Output Quality and Reliability

  • Although agents wrote 99% of words, unclear how many were useful — could be excessive verbosity or hallucinations.

  • Human had to correct errors, including basic file I/O issues and tool execution bugs — suggests limited agent autonomy.

  • Scientific critic, while helpful, could introduce misleading conclusions without oversight.

Usability and Performance Concerns

  • Agents cannot access real-time data (e.g., newly emerging COVID variants).

  • Pipeline is not fully automated — requires step-by-step human prompting (e.g., between ESM → AlphaFold → Rosetta stages).

  • Variability in output not well quantified; how consistent is the pipeline when re-run?

Presentation and Accessibility

  • Figures could use larger text and more interpretation

  • Would benefit from a walkthrough video showing pipeline from start to finish.

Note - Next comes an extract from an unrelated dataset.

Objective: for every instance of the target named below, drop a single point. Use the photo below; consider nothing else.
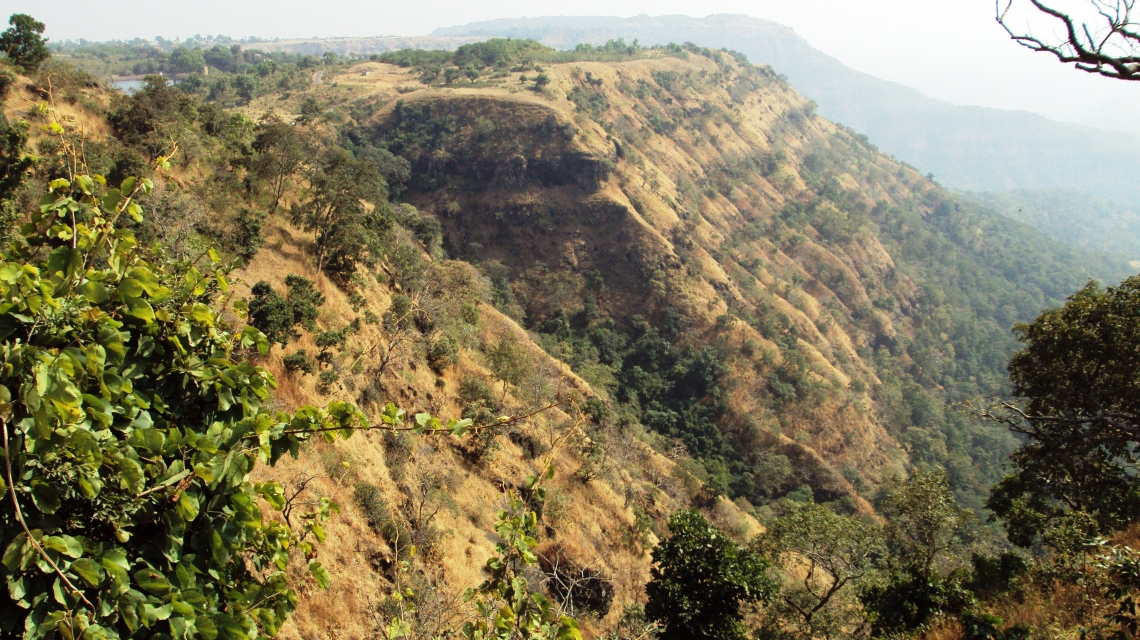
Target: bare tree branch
(1110, 47)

  • Nanobody biology and software tool functions could be better explained for broader audiences.

Scientific Rigor and Detail

  • Methods section lacks detail, especially around how LLMs interface with software (e.g., was AlphaFold run internally?).

  • Evaluation could be strengthened by adding in vitro neutralization assays or cell-based functional screens beyond ELISA.

  • Could compare LLM-designed structures against traditional bioinformatics pipelines to assess true value-added.

Competing interests

The authors declare that they have no competing interests.